Le lundi 23 novembre c’est sous la statue de la République que cette politique indigne s’est manifestée. La police a franchi un palier dans sa violence exercée contre les migrants, leurs soutiens, des journalistes, des élus, des avocats.
Dans le même temps, de multiples initiatives gouvernementales, reprises par le Parlement remettent en cause les libertés publiques individuelles et collectives.
Mais face aux périls, des centaines de milliers de personnes ont manifesté le 28 novembre partout dans le pays pour s’opposer aux projets législatifs, au glissement sécuritaire, aux violences policières et au racisme.
Devant le succès des mobilisations, le gouvernement et sa majorité parlementaire tentent déteindre le feu qu’ils ont allumé et propose une "réécriture intégrale" de l’article 24 tant décrié de la loi dite "Sécurité globale". Mais il ne faut pas s’y tromper : cet article ne doit pas être "l’arbre qui cache la forêt".
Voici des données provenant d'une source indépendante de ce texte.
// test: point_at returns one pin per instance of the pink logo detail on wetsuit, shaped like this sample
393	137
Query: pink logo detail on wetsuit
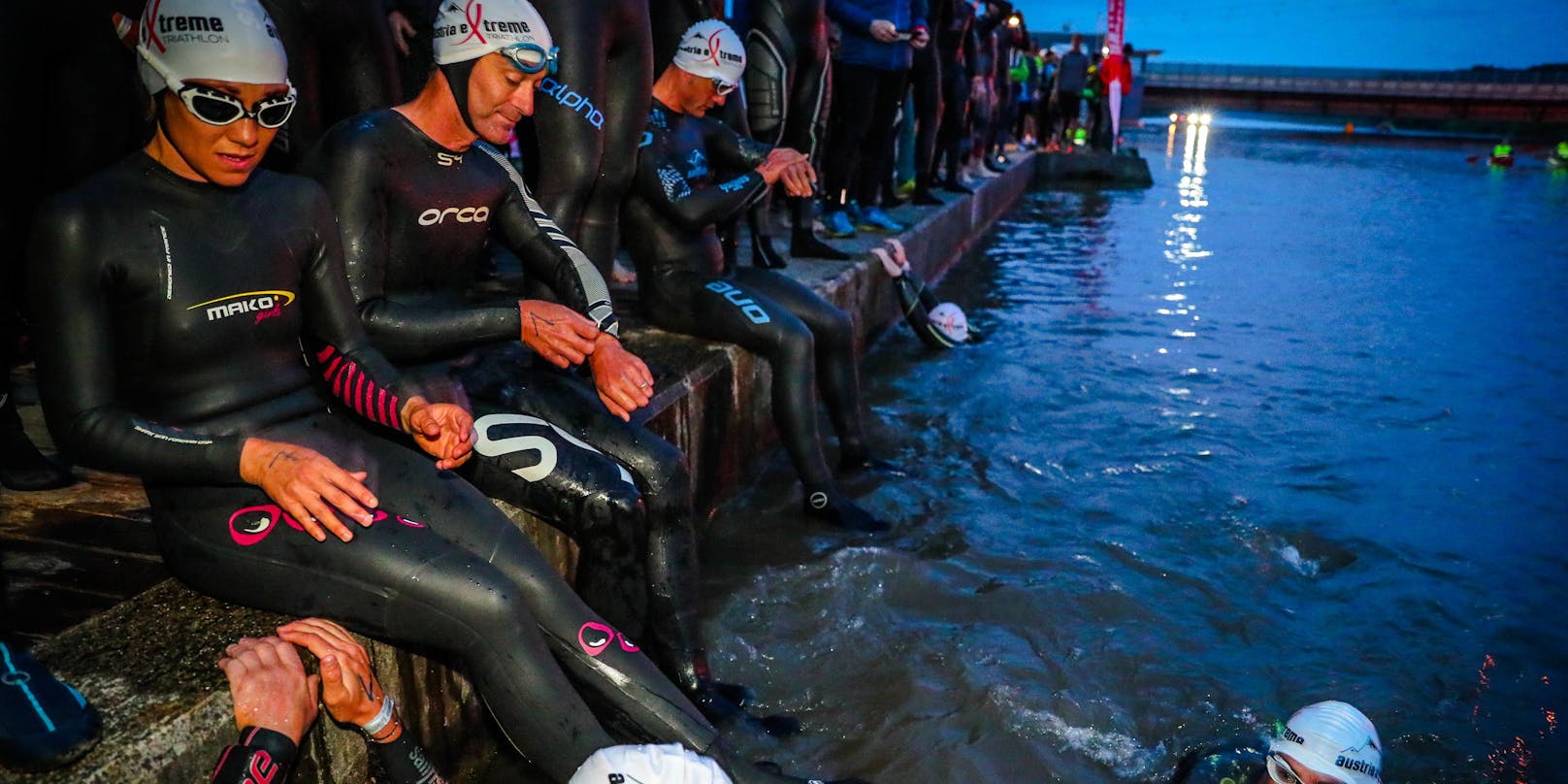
475	15
596	637
251	524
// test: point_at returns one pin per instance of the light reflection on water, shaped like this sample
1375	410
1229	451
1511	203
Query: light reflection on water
1288	427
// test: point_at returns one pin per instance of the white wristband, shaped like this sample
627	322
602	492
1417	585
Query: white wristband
383	717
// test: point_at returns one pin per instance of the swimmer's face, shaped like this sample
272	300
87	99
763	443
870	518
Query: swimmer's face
216	154
1297	773
698	94
499	96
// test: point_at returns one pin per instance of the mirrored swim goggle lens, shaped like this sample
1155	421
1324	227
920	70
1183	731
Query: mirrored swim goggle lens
531	58
1280	770
221	109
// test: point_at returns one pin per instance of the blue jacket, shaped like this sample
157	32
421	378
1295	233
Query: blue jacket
857	45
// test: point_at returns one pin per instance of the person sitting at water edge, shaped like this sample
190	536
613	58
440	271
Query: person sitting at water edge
938	325
275	702
546	442
677	195
1323	743
171	351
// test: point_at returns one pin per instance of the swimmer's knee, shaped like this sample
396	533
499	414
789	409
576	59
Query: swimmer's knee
613	511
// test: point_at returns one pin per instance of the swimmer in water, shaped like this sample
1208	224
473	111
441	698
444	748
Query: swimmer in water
1323	743
692	173
938	325
182	284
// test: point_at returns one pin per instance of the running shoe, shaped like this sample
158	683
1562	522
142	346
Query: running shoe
45	723
837	224
873	220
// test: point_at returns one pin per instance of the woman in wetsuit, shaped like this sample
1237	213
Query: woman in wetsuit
677	195
183	285
420	191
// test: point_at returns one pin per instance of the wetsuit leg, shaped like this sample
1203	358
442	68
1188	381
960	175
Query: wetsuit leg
526	460
588	118
731	310
833	336
669	559
445	572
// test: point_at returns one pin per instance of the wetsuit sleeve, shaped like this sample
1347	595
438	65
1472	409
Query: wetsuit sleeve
730	147
353	173
400	761
662	182
73	308
351	367
262	756
850	16
547	252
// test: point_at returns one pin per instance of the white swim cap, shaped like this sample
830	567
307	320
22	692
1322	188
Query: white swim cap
654	764
223	40
712	49
951	320
473	28
1333	738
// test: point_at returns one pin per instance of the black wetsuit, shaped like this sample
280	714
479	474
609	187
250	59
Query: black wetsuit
170	331
417	220
267	756
676	198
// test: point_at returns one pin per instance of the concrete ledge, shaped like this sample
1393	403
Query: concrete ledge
1094	168
147	662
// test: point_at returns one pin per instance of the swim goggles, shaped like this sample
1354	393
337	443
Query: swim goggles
215	107
531	58
1280	770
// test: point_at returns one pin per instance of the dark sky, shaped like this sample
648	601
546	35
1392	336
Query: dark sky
1349	33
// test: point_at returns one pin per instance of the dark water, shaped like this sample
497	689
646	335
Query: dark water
1290	425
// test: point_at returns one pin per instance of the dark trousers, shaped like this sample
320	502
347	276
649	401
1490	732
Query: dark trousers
860	129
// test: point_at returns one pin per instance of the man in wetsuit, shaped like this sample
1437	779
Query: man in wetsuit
1323	743
677	195
419	191
182	285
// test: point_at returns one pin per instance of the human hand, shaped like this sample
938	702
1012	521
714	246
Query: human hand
557	333
270	687
442	430
308	486
348	684
888	264
402	32
800	180
621	378
778	162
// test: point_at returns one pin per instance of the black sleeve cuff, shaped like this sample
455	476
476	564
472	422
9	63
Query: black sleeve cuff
261	756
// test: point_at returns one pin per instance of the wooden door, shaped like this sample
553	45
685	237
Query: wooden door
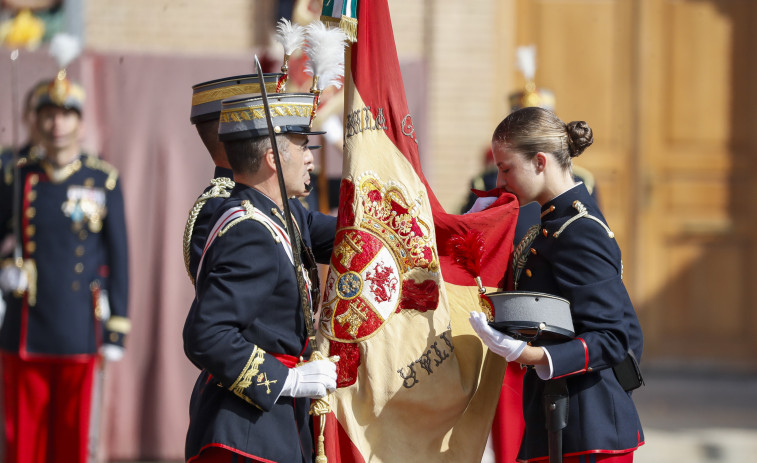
667	87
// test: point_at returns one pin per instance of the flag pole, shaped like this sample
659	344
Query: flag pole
318	407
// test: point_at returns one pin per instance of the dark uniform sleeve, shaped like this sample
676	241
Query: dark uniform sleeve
114	228
238	275
587	268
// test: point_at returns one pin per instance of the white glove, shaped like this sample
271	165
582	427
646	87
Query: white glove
482	203
13	279
112	352
499	343
314	379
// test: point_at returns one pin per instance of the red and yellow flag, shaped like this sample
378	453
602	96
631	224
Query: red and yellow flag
414	381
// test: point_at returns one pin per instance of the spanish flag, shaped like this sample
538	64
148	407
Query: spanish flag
415	383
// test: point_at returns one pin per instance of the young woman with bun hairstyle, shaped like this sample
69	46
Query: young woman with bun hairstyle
571	254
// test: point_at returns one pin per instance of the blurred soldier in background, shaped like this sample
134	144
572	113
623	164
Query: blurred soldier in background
66	286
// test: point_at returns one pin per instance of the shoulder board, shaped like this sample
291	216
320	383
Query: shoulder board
582	213
96	163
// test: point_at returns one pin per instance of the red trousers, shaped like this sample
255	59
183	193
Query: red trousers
47	408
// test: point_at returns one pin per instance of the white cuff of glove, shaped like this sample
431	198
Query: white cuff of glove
112	352
314	379
482	203
499	343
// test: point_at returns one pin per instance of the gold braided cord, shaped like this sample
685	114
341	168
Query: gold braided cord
249	113
221	93
220	188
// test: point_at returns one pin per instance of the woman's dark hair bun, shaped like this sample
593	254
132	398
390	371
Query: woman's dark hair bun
580	137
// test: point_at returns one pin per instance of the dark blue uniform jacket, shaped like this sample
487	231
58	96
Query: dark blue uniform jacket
247	309
578	259
74	232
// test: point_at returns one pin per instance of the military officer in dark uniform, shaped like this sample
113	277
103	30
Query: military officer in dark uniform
66	290
206	108
572	254
246	327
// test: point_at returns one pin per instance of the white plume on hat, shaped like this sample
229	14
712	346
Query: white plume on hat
64	48
290	35
324	48
526	61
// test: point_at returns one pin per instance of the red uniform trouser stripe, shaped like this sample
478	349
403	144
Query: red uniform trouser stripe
47	407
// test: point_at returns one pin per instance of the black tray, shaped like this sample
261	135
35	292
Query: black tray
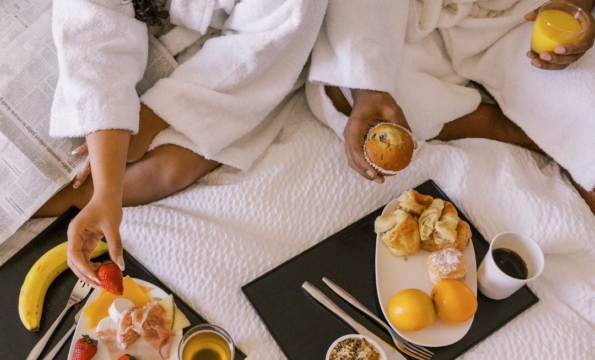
304	329
15	340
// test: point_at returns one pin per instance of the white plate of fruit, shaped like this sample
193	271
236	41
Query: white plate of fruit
105	318
428	302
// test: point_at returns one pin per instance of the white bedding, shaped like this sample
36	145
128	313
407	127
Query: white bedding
230	227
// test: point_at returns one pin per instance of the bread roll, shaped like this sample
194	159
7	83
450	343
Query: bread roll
389	148
429	217
399	231
414	202
445	230
446	264
461	242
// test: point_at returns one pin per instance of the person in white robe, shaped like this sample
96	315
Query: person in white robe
410	62
216	108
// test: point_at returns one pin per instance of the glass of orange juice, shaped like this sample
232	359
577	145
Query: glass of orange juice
206	342
557	23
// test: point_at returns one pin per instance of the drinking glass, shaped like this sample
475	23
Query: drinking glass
557	23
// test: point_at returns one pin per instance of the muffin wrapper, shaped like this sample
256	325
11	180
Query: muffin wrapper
381	170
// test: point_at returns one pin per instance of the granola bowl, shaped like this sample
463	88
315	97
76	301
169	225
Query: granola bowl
354	346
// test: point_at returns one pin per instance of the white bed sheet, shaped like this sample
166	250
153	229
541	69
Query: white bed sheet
208	240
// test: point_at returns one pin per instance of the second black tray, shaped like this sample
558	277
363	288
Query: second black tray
304	329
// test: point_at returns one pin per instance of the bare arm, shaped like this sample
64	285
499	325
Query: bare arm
103	215
567	54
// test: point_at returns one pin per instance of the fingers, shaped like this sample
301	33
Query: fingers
355	136
78	257
532	15
114	242
581	46
83	149
550	61
83	174
357	162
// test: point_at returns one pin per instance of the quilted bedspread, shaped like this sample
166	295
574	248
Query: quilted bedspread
230	227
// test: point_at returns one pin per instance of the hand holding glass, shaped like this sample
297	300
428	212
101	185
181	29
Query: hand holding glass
558	23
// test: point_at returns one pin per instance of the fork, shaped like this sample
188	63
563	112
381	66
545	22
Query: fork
413	350
80	292
52	354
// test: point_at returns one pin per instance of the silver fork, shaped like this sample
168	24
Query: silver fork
52	354
80	291
415	351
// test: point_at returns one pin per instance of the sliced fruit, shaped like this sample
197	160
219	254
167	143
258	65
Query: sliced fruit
40	277
454	301
411	310
100	307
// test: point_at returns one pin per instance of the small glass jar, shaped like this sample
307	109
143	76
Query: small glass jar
193	336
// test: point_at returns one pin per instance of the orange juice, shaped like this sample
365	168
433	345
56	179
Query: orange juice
552	28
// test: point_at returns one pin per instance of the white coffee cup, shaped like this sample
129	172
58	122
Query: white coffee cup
496	284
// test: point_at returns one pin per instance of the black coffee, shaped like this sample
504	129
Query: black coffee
510	263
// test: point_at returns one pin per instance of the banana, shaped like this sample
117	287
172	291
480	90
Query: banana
39	279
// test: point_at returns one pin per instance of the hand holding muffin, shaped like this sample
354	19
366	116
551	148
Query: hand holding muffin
369	109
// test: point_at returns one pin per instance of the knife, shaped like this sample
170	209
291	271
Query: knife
391	352
52	354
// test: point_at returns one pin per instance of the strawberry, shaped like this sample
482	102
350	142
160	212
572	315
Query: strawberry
126	357
85	348
110	278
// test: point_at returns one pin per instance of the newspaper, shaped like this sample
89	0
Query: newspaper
33	165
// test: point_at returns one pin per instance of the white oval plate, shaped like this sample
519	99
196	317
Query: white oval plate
394	274
139	348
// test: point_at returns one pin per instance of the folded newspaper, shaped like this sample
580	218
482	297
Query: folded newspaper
33	165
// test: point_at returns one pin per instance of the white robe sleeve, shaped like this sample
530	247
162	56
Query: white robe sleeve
360	44
229	87
102	53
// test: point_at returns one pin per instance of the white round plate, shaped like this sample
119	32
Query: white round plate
139	348
394	274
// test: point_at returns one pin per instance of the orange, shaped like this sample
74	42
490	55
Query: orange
454	301
411	310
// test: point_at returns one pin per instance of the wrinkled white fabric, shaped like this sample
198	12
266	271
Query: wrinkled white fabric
446	44
207	241
220	102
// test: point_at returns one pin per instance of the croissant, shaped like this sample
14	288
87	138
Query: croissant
414	202
429	217
445	230
399	231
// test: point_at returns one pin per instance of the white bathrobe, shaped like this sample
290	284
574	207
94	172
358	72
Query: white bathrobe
424	52
220	103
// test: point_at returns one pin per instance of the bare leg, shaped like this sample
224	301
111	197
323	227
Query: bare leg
160	173
487	122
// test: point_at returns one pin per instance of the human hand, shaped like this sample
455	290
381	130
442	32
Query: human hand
369	108
565	54
100	218
150	124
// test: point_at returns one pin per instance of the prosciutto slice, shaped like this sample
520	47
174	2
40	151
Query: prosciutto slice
153	327
148	323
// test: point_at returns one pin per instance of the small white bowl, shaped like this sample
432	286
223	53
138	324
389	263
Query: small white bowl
356	336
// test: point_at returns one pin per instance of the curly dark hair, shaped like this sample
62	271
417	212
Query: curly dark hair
152	12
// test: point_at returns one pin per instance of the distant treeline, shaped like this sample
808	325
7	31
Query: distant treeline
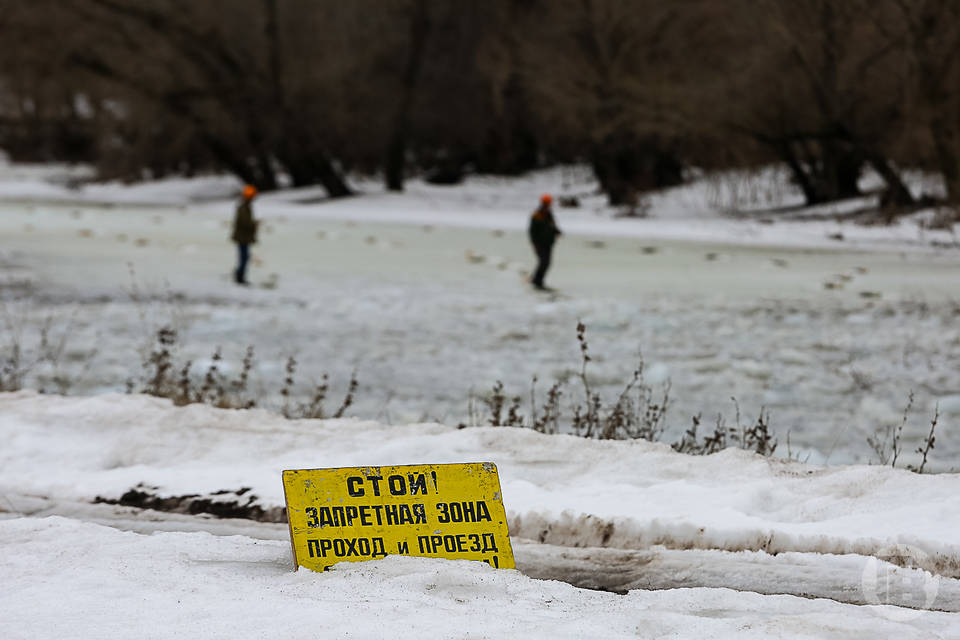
641	90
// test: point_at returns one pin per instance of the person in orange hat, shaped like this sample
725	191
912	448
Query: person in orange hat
244	232
543	233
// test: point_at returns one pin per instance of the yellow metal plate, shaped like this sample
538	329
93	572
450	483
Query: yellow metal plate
354	514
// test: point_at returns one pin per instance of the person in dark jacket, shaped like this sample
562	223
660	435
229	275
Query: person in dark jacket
244	232
543	233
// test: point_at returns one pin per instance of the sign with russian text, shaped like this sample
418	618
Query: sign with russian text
354	514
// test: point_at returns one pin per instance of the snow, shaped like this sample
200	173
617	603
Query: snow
76	580
68	578
717	306
727	289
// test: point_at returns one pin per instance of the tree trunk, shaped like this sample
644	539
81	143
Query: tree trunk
897	195
396	151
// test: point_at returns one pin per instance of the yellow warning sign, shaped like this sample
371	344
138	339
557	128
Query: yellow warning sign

L’"État d’urgence sanitaire" déroge au droit commun. La loi "de sécurité globale" dans son ensemble organise la surveillance policière et s’attaque à la liberté d’information (en commençant par la liberté de la presse). Le nouveau "schéma national du maintien de l’ordre" renforce les moyens répressifs de la police. La loi de programmation de la Recherche remet en cause les libertés académiques, l’autonomie de la recherche, le statut public des chercheurs, limite les libertés dans les universités. Le projet de Code de Justice Pénale des Mineurs priorise la répression, en alignant la justice des mineurs sur celle des majeurs. La loi "confortant les principes républicains" remet en cause les libertés d’information, d’opinion, de croyance.

A tel point que le Conseil des Droits de l’Homme de l’ONU, la Défenseure des Droits, la Commission Nationale Consultative des Droits de l’Homme s’inquiètent des atteintes à de nombreux droits fondamentaux.

Le MRAP s’associe à l’appel pour des marches pour les libertés et la justice du 5 décembre. Au-delà, il poursuivra avec toutes les forces mobilisées la défense des valeurs républicaines, les droits et les libertés de toutes et tous, citoyens français ou exilés. Les droits et libertés des migrants sont aussi les nôtres !
La France se vante d’être le pays de la déclaration des Droits de l’Homme et du Citoyen de 1789. Mais une belle déclaration ne suffit pas ! Le MRAP continuera d’agir pour que ce pays soit, dans les faits, un pays des Droits de l’Homme pour tous les hommes, pour toutes les femmes, quels que soient leur situation et leur statut juridique.